Why are your bisections doing the full suite?

> Black reformatting causes more steps in bisecting

Yes, of course it does. But it's log2(n).

The worst-case analysis I did assumed there was a black commit after every human commit. This is a bad practice. You should be using black as a pre-commit hook, in which case only your new collaborator's commits will cause re-formats. And once they are onboard, you can explain how to use requirements.txt in a virtualenv.

If only 10% of the commits are black reformattings, which is still high!, then a bisection of 100 human commits (plus 10 black commits) goes from about 6.64 tests to 6.78 tests, which with a 5 minute test suite takes an additional 42 seconds.

If it's 3% then your bisection time goes up by 13 seconds.

If you are so worried about 13 seconds per bisection then how much time have you spent reducing the 5 minute test suite time? I presume you run your test suite before every commit, yes? Because if not, and you're letting CI run the test suite, then you're likely introducing more commits to fix breaking tests than you would have added via black, and taking the mental task switch hit of losing then regaining focus.

bombolo · on Dec 21, 2022

> This is a bad practice. You should be using black as a pre-commit hook

I would reject such commits in review.

A human might add one or two items to a list and black might decide it's now too long, and make 1 line into 10 lines.

Now I have to manually compare the list item by item to figure out what has changed.

So I normally require formatting to be done in a separate commit, because I don't want to review the larger than necessary diffs that come out doing it within the same commit.

eesmith · on Dec 21, 2022

> A human might add one or two items to a list and black might decide it's now too long, and make 1 line into 10 lines.

A human might add one or two items to a list, decide it's now too long, and make 1 line into 10 lines.

Including the same hypothetical first contributor you mentioned earlier, who you think will find using requirements.txt as being too big a barrier to entry.
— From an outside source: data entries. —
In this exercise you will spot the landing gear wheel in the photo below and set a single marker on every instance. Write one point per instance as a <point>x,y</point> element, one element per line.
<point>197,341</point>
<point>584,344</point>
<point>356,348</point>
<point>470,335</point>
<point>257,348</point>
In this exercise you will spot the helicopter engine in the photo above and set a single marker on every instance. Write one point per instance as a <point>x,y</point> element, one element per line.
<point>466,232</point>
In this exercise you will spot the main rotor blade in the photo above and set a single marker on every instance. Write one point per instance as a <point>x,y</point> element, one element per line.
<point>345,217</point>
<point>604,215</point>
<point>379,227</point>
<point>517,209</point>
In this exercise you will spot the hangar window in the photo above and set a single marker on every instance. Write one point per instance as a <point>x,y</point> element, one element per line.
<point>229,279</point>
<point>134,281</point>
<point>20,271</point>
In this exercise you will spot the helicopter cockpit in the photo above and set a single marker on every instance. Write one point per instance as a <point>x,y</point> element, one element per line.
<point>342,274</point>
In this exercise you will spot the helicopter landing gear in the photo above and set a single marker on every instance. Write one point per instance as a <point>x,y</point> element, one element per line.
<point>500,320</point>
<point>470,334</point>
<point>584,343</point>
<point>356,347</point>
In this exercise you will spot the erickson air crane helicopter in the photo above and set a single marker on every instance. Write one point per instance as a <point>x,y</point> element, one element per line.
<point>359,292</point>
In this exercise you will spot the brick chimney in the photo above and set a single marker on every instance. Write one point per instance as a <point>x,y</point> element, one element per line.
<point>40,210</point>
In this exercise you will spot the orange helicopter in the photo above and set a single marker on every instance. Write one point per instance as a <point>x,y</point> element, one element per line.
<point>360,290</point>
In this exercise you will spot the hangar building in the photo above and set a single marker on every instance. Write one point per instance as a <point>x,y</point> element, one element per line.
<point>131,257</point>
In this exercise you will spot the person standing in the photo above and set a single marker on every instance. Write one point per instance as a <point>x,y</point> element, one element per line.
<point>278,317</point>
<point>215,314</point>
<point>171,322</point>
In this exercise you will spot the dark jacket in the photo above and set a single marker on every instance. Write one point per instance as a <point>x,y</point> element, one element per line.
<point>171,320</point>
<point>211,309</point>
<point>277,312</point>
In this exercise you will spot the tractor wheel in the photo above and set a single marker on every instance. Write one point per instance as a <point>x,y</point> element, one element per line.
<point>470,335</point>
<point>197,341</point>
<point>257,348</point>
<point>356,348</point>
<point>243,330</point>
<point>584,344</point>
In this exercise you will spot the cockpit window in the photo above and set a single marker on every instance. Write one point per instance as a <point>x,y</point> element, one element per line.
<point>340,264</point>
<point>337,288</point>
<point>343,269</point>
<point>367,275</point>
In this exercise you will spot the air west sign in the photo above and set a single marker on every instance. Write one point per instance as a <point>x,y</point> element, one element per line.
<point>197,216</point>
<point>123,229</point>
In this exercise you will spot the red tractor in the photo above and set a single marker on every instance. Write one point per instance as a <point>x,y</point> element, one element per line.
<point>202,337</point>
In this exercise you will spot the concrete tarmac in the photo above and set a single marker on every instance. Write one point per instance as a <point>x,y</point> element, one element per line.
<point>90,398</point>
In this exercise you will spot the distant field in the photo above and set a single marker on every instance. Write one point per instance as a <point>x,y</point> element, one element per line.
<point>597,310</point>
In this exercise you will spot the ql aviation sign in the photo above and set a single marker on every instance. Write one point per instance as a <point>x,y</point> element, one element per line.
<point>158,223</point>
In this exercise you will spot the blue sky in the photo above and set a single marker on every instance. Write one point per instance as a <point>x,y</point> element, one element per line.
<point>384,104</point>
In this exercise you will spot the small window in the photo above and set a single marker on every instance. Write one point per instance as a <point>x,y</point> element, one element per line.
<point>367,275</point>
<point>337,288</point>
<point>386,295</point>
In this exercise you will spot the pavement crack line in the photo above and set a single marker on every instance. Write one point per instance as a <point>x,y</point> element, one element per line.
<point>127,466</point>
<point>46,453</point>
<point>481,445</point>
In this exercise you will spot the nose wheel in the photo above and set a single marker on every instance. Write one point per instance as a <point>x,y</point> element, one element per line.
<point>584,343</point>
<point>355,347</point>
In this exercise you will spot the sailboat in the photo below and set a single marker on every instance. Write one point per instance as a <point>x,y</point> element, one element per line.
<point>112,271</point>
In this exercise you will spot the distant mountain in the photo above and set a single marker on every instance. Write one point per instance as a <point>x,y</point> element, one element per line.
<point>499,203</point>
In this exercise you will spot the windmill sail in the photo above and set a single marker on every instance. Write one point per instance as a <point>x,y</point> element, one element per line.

Onboarding occurs either way.

I get that you don't like using black - and that's fine! I don't use black on my project either.

But it seems like you're trying to find some other reason to reject black, and constructing hypotheticals that don't make any sense.

Just say you don't like black's choices, and leave it at that.

bombolo · on Dec 21, 2022

> A human might add one or two items to a list, decide it's now too long, and make 1 line into 10 lines.

At which point I tell him to split formatting and actual changes into different commits (see https://mtlynch.io/code-review-love/).

> I get that you don't like using black - and that's fine! I don't use black on my project either.

Well according to this comment, it's because we are noobs: "the people that disagree just haven't figured out that they're wrong yet"

> But it seems like you're trying to find some other reason to reject black, and constructing hypotheticals that don't make any sense.

After the n-th time I have to re-setup the entire virtual env on a different branch just to re-run black and isort to backport a fix to a release branch… it does get tiring.

I presume most people here just do websites and don't really have a product that is released to customers who pay to support old versions for years, so black changing syntax is a 1 time event rather than a continuous source of daily pain.

But it seems the commentators here don't have the experience to know there might be a use case they didn't think of.

eesmith · on Dec 22, 2022

> and don't really have a product that is released to customers who pay to support old versions for years

My main product is 12 years old, with paying support customers, and with bugfix branches for older releases.

> just to re-run black and isort to backport a fix to a release branch

Great! That's an excellent reason. But it has nothing to with bisection.

geysersam · on Dec 20, 2022

> if you try to force contributors to reproduce exactly your local setup

  python -m venv venv
  pip install -r requirements.txt

Do you consider that imposing? I assumed that was standard. Don't basically all Python projects in existence use something like it?